The friar goes to complain to the lord. The lord however, is only wondering about the logistics - how does one divide a fart in 13? (The number of brothers in a mendicant order.)

Jenkins, a squire, overhears the conversation and has the solution: A cartwheel is to the placed in the hall. The 12 friars of the order are to kneel in front, noses to the spokes. The good friar who got the gift first, shall put his nose through the axe-hole.

Then Thomas is to fart through the opposite side of the axe-hole, giving the good friar the first sniff and all the others some too.


Disclaimer: This story is interesting in that it is hardcore even for medieval standards. The tale-tellers all agree that women should not have to prostrate themselves to this extreme.

  • Walter - a terrible person
  • Griselda - a tortured woman

Walter, a Marquis has finally decided to take a wife. He decides on Griselda, the poorest villager around.

She proves to be the perfect wife and quickly bears a daughter.

Walter wants to test Griselda’s loyalty and takes the child away and tells Griselda he killed her.
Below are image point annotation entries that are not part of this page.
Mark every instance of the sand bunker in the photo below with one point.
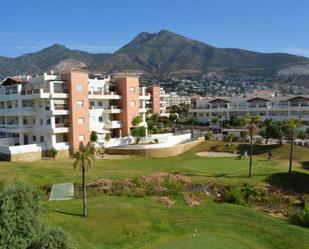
(215, 154)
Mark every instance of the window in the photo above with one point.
(91, 105)
(79, 87)
(80, 103)
(80, 120)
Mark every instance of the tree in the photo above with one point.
(107, 138)
(53, 152)
(21, 223)
(214, 121)
(83, 158)
(302, 135)
(136, 120)
(173, 118)
(252, 123)
(138, 132)
(267, 129)
(291, 132)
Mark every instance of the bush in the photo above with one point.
(136, 120)
(302, 218)
(53, 153)
(54, 239)
(234, 195)
(21, 221)
(208, 136)
(93, 136)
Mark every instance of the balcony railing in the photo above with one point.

Four years later, Griselda is pregnant again and bears a son. Walter decides to again pretend he murdered the child.

Thereafter, he devices a new test. He writes the Pope to get an annulment and sends for his children. He tells Griselda that her status is too low and he will marry a 12 year old.

He strips Griselda of everything but a peasant dress and sends her back to her village.

When the marriage draws nearer, **Walter **cruelly summons Griselda to prepare the wedding night suite.

Walter asks Griselda if she likes his new bride (who is actually their daughter) and Griselda praises her beauty and asks her ex-husband to please be kinder to his new wife than he was to her.

Walter now finally stops his charade.


  • January - an old knight
  • May - an unhappy wife
  • Damian - a lusty squire
  • Pluto - a god of the underworld
  • Proserpina - a faerie queen

January is an old knight who, aged 60, decides to marry May.

Damian, a squire, is mad for May. He gives her a love letter.

January is getting older and eventually goes blind. He becomes possessive and demands May to be at his side at all times.

May is annoyed and desires young Damian. They forge a key to January’s garden, Damian hides in a tree and May leads January into the garden. May instructs January to help her up the tree, he does and Damian and her have sex.

Pluto, ever on the side of lusty man, restores January’s sight. He sees what May and Damian are up to.

Proserpina, herself once betrayed by Pluto, bestows May with cunning.

May tells January that he is mistaken, she struggles with a man in a tree to cure him!

January believes her and all is well.